Can you write in public places? Maybe it matters if we're talking laptop or longhand.
Blogging at work doesn't count. I'm thinking back to coffeehouse mornings, quad espresso singing in my head, camped out in a nook with the
New York Times covering the table and my journal propped open, pen madly scratching some kooky notion or other into semblances of legible script.
Not that I've never blogged at work. That came later.
If you could only see what an
ad hoc contraption my laptop is. The very idea of mobilizing it to a public place is insane. Since the screen is dead, I've got a thousand wires hooked to this large monitor; since I get cranky pointing with anything other than a mouse, it is jacked in wirelessly, with the port's green sensor winking at me from the base of the screen. It would require a wheelchair or grocery cart to lug this business anywhere. Would I even want to be seen at an establishment that lets people park their carts outside? No, I'm not ready to become a
traveling circus.

It wasn't until last year that I got the idea to edit
the novel anywhere but
at home. I was already in the habit of coming to the office an hour early and using that time to get a bit of writing done. (It turns out that my brain only really functions until 8am, at which point it's only good for routine tasks and Facebook.)

That left me with a stack of writing I wanted to edit first thing after work. The novelty on public transit wore out fast and it wasn't until I became a regular at
West 5 that I discovered two great tastes that taste great together.
I average twenty pages a visit. Not bad. I've had a couple Dewar's with a Manny's chaser by then and shift to my notebook for composing in the abstract, thoughts, gripes, blog subjects, etc.
It's been several months now of this habit. The staff know me by now. One approached me the other day and mentioned that this was an interesting place to
correct papers.
"Papers?"
"Yeah," she said, "aren't you correcting papers?"
Ha! I didn't know I was traveling incognito! Of course, being mistaken for a teacher is flattering and far more respectable than what I really am.
Writing is by its nature private. Any scribe worth their salt has a sanctum. I read in an interview somewhere that
Iggy Pop is very specific where he plants himself to write:
a cold attic. He says (and I'm paraphrasing) that words are only accessible in an unfamiliar setting, one that unsettles you a bit.
West 5 is not a cold attic, far from it, but I can get behind the idea.
There's an urgency that comes with writing outside the comfort zone. Not being an itinerant, it's not always that simple to find somewhere that fits the bill but I think using a public place makes me just restless enough to get the focus I need for good editing.

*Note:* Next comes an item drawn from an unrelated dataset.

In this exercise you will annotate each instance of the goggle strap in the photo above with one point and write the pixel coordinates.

Before you kill me, I recognize that writing and editing are
different; one is pouring in, the other cutting out. The source material has to come when I'm sitting at my desk, speakers blaring Vivaldi, Orbital, or something in between, door shut tight against the world. I'm in a bathosphere at the bottom of the sea. It's me and Major Tom in a tin can. I've parked my sand buggy on Olympus Mons with only Martian ghosts to bother me, which is hardly ever... you get the idea: writing is the
Phantom Zone of the soul.
West 5 is not the Phantom Zone.
Far from it.
Which makes it perfect for editing.
Excuse me, I mean "correcting papers."